A recent transplant from San Francisco, Michelle Muldrow has already established herself as one of Cleveland's most outstanding painters. Earlier this summer, she was chosen by the Community Partnership for Arts and Culture as one of only 20 local artists to receive a $20,000 Creative Workforce Fellowship.
She works in her Cleveland Heights home, where a breezy, light-filled sun porch serves as her painting studio. Her paintings from years past, both large and small, adorn walls throughout the house as newer and still-in-progress works spill out of her studio into an adjoining hallway.

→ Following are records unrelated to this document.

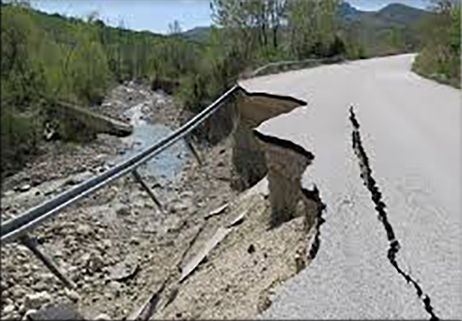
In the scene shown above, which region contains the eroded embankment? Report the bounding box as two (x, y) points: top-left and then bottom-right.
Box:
(350, 107), (439, 320)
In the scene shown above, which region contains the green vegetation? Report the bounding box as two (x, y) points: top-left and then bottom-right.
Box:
(1, 0), (438, 177)
(1, 2), (203, 177)
(413, 0), (461, 88)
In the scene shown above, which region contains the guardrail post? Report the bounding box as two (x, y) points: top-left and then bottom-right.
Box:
(20, 235), (75, 289)
(132, 169), (163, 211)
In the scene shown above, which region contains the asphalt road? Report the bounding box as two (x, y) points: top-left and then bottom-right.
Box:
(241, 55), (462, 319)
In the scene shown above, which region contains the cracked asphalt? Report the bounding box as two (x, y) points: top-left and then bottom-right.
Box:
(241, 54), (462, 320)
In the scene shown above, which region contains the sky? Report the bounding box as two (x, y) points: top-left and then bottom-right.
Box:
(31, 0), (429, 33)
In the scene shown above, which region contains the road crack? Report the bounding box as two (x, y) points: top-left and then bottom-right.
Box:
(350, 107), (439, 320)
(302, 185), (326, 261)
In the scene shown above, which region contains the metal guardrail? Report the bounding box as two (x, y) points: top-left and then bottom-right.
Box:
(0, 85), (240, 242)
(246, 56), (344, 78)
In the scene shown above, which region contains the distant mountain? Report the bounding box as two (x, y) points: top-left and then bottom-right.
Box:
(181, 1), (431, 56)
(338, 2), (430, 26)
(181, 27), (210, 44)
(338, 2), (431, 56)
(338, 2), (363, 21)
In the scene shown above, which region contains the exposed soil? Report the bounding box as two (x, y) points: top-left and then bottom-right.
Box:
(1, 84), (311, 319)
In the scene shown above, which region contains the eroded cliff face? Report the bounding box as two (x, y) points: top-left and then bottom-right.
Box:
(230, 88), (306, 191)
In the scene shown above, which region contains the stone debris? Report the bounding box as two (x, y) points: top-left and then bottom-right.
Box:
(24, 291), (51, 310)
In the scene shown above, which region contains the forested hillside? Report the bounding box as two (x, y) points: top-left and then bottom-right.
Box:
(1, 0), (460, 177)
(1, 4), (203, 175)
(413, 0), (461, 88)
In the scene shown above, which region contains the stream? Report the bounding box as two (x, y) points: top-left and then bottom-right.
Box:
(117, 103), (190, 181)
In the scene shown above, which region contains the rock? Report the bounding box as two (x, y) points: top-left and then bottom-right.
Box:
(2, 304), (16, 315)
(24, 291), (51, 310)
(3, 189), (15, 197)
(95, 313), (111, 321)
(22, 309), (38, 320)
(64, 288), (80, 302)
(116, 206), (132, 216)
(108, 255), (139, 281)
(88, 254), (105, 273)
(77, 224), (93, 236)
(19, 184), (31, 193)
(101, 239), (112, 249)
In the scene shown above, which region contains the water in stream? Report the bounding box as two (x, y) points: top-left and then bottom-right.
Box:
(118, 103), (189, 181)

At 40, Muldrow is a professionally accomplished artist with a nearly 20-year exhibition record. She is represented by Koplin Del Rio Gallery in Los Angeles, where she will hold a solo exhibition later this year. Locally, she has signed on with Bonfoey Gallery.
Her first solo show in Northeast Ohio will open on Friday, Sept. 11, at Heights Arts Gallery in Cleveland Heights.
Muldrow lived in San Francisco for 15 years before moving to Cleveland Heights in 2006.
She studied painting in both high school and college, and was already showing in commercial galleries when, some years ago, she decided to make a career switch from art to music.
"I always thought you couldn't make a living as an artist," she says, "then, eventually, I realized you can't make a living as a musician."
While living in San Francisco, Muldrow spent a decade as a member of various rock bands (including Blood Roses and Moth Macabre), until she became "burnt-out on the whole music scene."
She says she also realized she was more of an introvert -- and that painting was more suited to her personality.
When Muldrow first arrived in Cleveland, she set up a studio at Hodge School (a former elementary school converted to artist live-work spaces in the 1980s) in Cleveland's St. Clair-Superior neighborhood. But she soon began to feel the neighborhood was unsafe.
She has less space to paint at home, but she has compensated by making smaller paintings.
Muldrow's current work is done in gouache -- a traditional water-based paint that's more opaque than watercolor -- on extremely heavyweight paper, which she stretches temporarily on hardwood panels.
Her highly skilled paintings of barren, unadorned structures, such as highway overpasses and commercial office towers, are often infused with dramatic flourishes of unexpected color, lending urgency to otherwise ordinary views of everyday scenes.
She is interested in questioning the possibility that landscape painting is a historically obsolete art form. At the same time, she uses the conventions of her medium and format to consider aspects of the post-industrial landscape that have clearly become dated and potentially outmoded.
Completely devoid of people, Muldrow's paintings often suggest that the structures they depict have become ruins. Still fascinating and often colorful, they pepper the landscape like trees or wildflowers. Their original function is all but lost as they become integrated into their surroundings.
While Muldrow is still getting used to the light in Cleveland, which she says is "more purple" than it is in San Francisco, it seems that her move to Cleveland was fortuitous.
As she gains recognition in the region, Northeast Ohio's peculiar post-industrial landscape appears to be serving her equally well as both subject and inspiration.